Results of the 2014 Man vs Machine Challenge

  • Print

We set up 6 computer were people could play. Humans played first from 9am to 4.30pm. 

Every participant had to solve 4 Angry Birds levels in 10 minutes. The levels were very hard and some humans solved only one of them while others gave up. The very best players solved all four levels. 

At 4.30pm the four best AI agents from the 2014 Angry Birds AI Competition were started. We first ran the third and fourth ranked agents and then the second and first ranked agents.  
PlanA+ and DataLab Birds were the two best performing agents of the challenge, but they both solved only two of the four levels. IHSEV solved only one level, while AngryBER didn't manage to solve a level. Therefore:

The winner of the 2014 Man vs Machine Challenge is A HUMAN!!!!

Stefan Ellmauthaler from Leipzig had the highest score of 258,340 and won the 2014 Man vs Machine Challenge. Second place went to Radim Spetlik (251,080), third place to Jan Nykl (242,880), fourth place to Michal Sroka (240,920), and fifth place to Ringo Baumann (240,250). Well done humans!

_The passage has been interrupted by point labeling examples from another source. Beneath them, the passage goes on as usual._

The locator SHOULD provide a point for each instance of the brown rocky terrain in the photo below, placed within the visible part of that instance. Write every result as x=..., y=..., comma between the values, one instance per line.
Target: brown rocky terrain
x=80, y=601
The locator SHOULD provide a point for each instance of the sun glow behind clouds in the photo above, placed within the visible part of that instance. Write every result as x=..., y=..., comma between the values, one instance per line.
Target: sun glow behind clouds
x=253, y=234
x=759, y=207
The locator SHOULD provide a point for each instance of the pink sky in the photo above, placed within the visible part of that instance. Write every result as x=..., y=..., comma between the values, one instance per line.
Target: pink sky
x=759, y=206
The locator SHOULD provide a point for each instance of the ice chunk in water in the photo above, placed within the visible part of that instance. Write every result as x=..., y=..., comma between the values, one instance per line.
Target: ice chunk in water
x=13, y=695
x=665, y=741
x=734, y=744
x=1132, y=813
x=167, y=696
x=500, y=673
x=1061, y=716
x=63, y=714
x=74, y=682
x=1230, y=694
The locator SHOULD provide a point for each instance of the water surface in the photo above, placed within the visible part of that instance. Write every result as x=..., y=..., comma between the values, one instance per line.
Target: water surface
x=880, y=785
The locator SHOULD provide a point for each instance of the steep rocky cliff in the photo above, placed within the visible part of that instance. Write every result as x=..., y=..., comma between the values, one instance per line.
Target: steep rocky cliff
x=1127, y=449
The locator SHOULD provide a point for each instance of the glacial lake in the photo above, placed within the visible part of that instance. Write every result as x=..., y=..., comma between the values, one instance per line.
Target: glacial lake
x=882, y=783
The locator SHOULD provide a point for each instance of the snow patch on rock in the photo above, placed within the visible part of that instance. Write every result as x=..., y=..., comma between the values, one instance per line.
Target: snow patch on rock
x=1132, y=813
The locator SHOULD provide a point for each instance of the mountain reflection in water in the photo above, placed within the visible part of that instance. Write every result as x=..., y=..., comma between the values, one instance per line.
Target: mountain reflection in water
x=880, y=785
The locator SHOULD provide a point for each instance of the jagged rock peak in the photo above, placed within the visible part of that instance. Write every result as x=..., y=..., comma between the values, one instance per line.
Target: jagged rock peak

It is good to see that we are still better at playing Angry Birds than AI and Angry Birds remains a very challenging problem for Artificial Intelligence. PlanA+, the best AI agent of the Challenge was ranked 25th with 168,900 points and Datalab Birds was ranked 29th with 165,580 points, which means they were better than about two thirds of the human players. While they are clearly not as good as the best human players yet, this is already a remarkable achievement!  

 

A big THANK YOU to all the participants. We hope to see you again in 2015 for an even more exciting Man vs Machine Challenge.

Humans: keep practising

AI Researchers, Developers, Enthusiasts, Hobbyists, Students and anyone else who would like to contribute, you can download our basic game playing software and start adding your own Angry Birds strategies to it or put some AI techniques to the test. Let's see how good we can be in 2015!